Comme en temps de guerre, il est des lois d’exception qui deviennent la règle, le principe du précédent déjà évoqué ici. Une fois mis en place, pourquoi ne pas maintenir le passeport sanitaire ? Pourquoi ne pas continuer le traçage des populations afin d’éviter toute nouvelle pandémie ? Pourquoi ne pas supprimer la monnaie physique afin de limiter les risques de propagation de virus futurs ? Comme le plan vigipirate en son temps, voilà des mesures qui, si elles sont mises en place, resteront pour toujours. Il n’est pas né le politique qui aura le courage de dire « acceptons la mort et soyons libre, laissons les gens vivre et assumer leurs choix. Fin du port du masque obligatoire ».

Nous ne verrons plus non plus, le petit bistro du coin de la rue, le restau de là-haut, et les multiples petites boutiques qui survivaient péniblement entre deux chaines de magasins d’alimentation ou de vêtements. Comme Paris vit finir de disparaître ses petits métiers au détour de la guerre de 14, beaucoup des commerces, encore indépendants, ne rouvriront pas, A Paris, le capitalisme et la politique municipale avaient déjà bien démarré ce génocide, comme Haussmann en son temps, mais le COVID donnera l’estocade à ces survivants des temps anciens.

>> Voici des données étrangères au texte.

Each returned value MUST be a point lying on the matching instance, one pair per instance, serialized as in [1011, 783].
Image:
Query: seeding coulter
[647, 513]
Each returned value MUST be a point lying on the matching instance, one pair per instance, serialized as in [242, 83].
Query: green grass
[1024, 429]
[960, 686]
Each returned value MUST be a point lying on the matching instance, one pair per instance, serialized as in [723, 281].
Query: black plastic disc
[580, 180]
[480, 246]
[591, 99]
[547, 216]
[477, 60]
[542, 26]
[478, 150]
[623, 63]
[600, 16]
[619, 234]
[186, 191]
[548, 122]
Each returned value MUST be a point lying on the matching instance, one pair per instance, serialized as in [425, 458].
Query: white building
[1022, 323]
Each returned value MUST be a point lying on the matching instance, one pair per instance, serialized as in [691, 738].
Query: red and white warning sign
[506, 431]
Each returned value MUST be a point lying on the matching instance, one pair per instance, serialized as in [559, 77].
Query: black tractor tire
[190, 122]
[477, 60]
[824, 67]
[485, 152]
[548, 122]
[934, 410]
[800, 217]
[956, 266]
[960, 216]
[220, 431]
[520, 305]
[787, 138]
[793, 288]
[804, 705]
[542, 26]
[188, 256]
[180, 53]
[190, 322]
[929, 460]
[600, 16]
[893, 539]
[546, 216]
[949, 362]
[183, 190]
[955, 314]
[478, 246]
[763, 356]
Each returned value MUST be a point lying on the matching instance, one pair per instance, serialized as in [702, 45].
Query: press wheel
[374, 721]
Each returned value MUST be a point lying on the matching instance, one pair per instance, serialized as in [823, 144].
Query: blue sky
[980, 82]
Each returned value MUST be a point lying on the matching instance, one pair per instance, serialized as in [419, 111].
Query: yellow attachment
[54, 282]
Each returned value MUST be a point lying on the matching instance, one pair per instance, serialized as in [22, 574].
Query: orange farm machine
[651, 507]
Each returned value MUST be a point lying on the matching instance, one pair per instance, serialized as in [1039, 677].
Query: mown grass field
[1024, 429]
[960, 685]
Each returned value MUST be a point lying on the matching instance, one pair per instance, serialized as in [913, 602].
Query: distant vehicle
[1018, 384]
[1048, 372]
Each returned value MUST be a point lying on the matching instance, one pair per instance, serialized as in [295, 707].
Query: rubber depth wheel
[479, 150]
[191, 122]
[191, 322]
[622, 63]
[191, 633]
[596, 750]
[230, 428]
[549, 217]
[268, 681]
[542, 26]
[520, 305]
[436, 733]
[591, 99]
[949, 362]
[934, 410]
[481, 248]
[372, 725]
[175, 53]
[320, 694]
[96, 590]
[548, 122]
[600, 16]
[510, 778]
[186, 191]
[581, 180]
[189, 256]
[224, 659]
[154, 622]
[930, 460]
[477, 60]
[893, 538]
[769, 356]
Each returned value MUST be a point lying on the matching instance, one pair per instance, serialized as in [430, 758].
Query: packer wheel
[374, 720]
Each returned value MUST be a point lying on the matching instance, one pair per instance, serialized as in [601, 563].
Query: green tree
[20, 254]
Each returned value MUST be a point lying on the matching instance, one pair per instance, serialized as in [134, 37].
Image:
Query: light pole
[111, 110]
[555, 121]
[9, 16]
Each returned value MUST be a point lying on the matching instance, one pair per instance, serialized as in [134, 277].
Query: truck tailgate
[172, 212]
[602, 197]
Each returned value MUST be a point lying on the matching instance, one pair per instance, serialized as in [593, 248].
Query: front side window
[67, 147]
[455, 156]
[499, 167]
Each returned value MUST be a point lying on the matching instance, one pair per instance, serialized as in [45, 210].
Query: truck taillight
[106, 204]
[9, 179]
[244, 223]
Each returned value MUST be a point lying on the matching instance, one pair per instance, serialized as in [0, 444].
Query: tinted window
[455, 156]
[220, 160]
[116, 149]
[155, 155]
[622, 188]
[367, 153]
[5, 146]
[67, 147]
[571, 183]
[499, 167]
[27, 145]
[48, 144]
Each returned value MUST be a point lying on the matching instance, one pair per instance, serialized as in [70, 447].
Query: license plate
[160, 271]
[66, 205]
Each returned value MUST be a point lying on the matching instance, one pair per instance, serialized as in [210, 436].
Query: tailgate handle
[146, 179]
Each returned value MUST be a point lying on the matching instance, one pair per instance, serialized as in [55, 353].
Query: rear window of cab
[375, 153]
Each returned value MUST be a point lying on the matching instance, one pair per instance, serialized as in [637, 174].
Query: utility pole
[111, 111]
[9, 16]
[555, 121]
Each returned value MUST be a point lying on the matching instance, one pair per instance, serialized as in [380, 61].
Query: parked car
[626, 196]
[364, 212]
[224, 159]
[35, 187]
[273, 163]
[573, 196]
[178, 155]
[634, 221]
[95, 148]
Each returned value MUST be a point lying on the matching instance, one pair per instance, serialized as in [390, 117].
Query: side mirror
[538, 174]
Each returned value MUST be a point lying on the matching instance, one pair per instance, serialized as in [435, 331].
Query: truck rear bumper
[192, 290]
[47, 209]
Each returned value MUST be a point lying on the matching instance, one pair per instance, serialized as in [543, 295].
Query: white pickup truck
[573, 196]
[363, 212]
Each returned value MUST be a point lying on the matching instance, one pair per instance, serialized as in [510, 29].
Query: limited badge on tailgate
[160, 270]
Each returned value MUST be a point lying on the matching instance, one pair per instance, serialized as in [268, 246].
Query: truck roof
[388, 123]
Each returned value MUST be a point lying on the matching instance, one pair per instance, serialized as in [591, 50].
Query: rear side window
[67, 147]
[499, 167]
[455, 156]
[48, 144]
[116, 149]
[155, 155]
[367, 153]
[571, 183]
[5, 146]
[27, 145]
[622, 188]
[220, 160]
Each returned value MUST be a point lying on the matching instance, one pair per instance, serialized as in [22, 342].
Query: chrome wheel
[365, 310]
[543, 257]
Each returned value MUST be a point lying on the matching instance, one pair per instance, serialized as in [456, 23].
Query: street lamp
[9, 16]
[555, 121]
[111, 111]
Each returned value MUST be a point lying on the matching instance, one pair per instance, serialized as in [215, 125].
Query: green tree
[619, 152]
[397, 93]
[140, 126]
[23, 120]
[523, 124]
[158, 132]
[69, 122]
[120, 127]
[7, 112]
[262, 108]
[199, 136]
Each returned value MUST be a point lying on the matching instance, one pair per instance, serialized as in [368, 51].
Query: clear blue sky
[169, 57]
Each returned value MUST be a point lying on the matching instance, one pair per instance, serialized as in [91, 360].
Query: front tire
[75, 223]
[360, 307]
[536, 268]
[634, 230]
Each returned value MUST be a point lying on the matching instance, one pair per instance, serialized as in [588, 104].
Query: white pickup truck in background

Enfin, les mœurs et la cohésion nationale, les tempéraments sortiront changés de cette « guerre » imposée, sans ennemis visibles et aux hypothétiques victoires à la Pirus. Chaque caste se recroqueville sur son univers, regardant avec suspicion le voisin. « Serait-il malade, va-t-il me contaminer, que fait-il dehors après le couvre-feu à risquer de « tous nous tuer » ». Le peu d’entraide qui restait est largement écrasé aujourd’hui par la peur, la trouille petite bourgeoise qui salit tout et préfère voir son intérêt plutôt que l’intérêt national, voyant dans son concitoyen un ennemi à dénoncer plutôt qu’un allié avec qui résister. Les cathos dénoncent le clown Chalençon mais s’offusquent qu’on mette en garde à vue le curé de St Eugène, les politiques s’offusquent que certains fassent des fêtes alors qu’eux-mêmes dinent dans des restaurants clandestins. Chacun tente de contourner les restrictions pour lui, mais veut les voir appliquées par les autres. La débrouille à la française à de beaux restes, mais pour ce qui est du patriotisme…

Nous ne savons pas vraiment à quoi ressemblera le monde de demain, même si certains éléments commencent à nous permettre d’en deviner les contours. Une chose est certaine, c’est que nous changeons d’époque, voir de monde. Il serait illusoire de croire que nous sortirons de cette crise comme nous y sommes entrés. Reste à garder foi en un sursaut, en espérant que ce ne soit pas le dernier soubresaut du pendu.